Songwriters: Maynard James Keenan, Adam Jones, Paul D’Amour, Danny Carey
Original Release: Undertow
Definitive Version: None
Up to now, most of the posts have been of a more inconsequential nature. Today’s isn’t one of those.
When Debbie and I decided that we had more going than mere friendship in August 1994, it was inevitable that we’d have to break the news to my family, and we weren’t sure how it would go over particularly with my Dad, given Debbie’s long-time working relationship; and my step-mother, Laura, given her even older friendship. Debbie was optimistic; I was apprehensive.
Well, Jin didn’t care when I told her. She really didn’t know Debbie anyway, so it was no big deal. Scott reacted differently: He didn’t like it; he felt uncomfortable given the circumstances and would need time to process it. Fair enough. I wasn’t seeking immediate approval, just making public information that would be revealed soon enough. We’re just starting out anyway, but we seem to have a good thing going—much to both of our surprise.

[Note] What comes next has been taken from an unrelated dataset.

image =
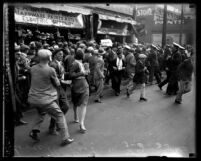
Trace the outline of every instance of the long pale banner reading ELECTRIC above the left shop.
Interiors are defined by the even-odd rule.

Debbie said she would tell Laura, and I would tell Dad. They were away for the summer at Torch Lake, and Debbie sent Laura a letter.
I, however, decided that this was important enough news that it should be delivered in person. I guess Debbie wanted me to be standing on their doorstep the instant they arrived back home, because she hounded me constantly after they came back: Have you told him yet? In fairness, she had to see Dad every day and didn’t want to have our secret hanging over the office, but I felt the timing had to be right.
So one day in early September, I invited him to lunch. We went to Plank’s in German Village, which was notable at the time—at least by me—for its massive beer-can collection that hung from the brick walls. Anyway, I told him, and he reacted about as well as could be expected: He didn’t like it, period.
But he didn’t seem angry or overly upset. He said he’d need time with it, and I said I wasn’t expecting—or even desiring—anything more. Heck, it could all be over in another month anyway, so it’s no big deal. When I called Debbie to alert her to what I had done, she didn’t believe me. Why? She said my Dad was in a great mood when he came back from lunch. Maybe everything was going to be OK after all.
Everything wasn’t OK.
I don’t know what Debbie said in her letter to Laura, but it obviously didn’t spell out precisely what I had to my Dad. The next day, Dad called Debbie into his office and read her the riot act. I won’t bore you with the details of what was said, but he and Laura most definitely did not approve of our relationship. To this day, I’m shocked that he didn’t fire her on the spot, but I suppose he thought she might be able to sue successfully; I don’t know. And Debbie couldn’t quit, because she didn’t have enough money to support herself. But it was clear that she would have to start looking for a job elsewhere—as soon as possible.
At that point, I suppose I could have bailed. In fact, Debbie later would say she expected me to bail and that she wouldn’t have blamed me if I had. Well, I have my mother’s stubbornness in me, and I also felt as though I was being treated unfairly—that I had blindly rushed into this without any thought in the world or a care about anyone else’s feelings, when, in truth, it was all I had thought about while it was developing. But I decided that the potential long-term positives outweighed any of the short-term negatives.
So, there really was only one option here as far as I was concerned: I threw in with Debbie. I hadn’t had the best of relationships with my Dad anyway, and I wasn’t going to quit on her. So, I went over to her place that evening unannounced bearing flowers. She let me in, beside herself about what my Dad had said and that I still wanted to be with her. I spent the night.
Intolerance and other similarly loud, abrasive songs found their way onto my stereo and Walkman in short order: the angrier, the better. I became a heavy metal fan. The Great Rift had formed.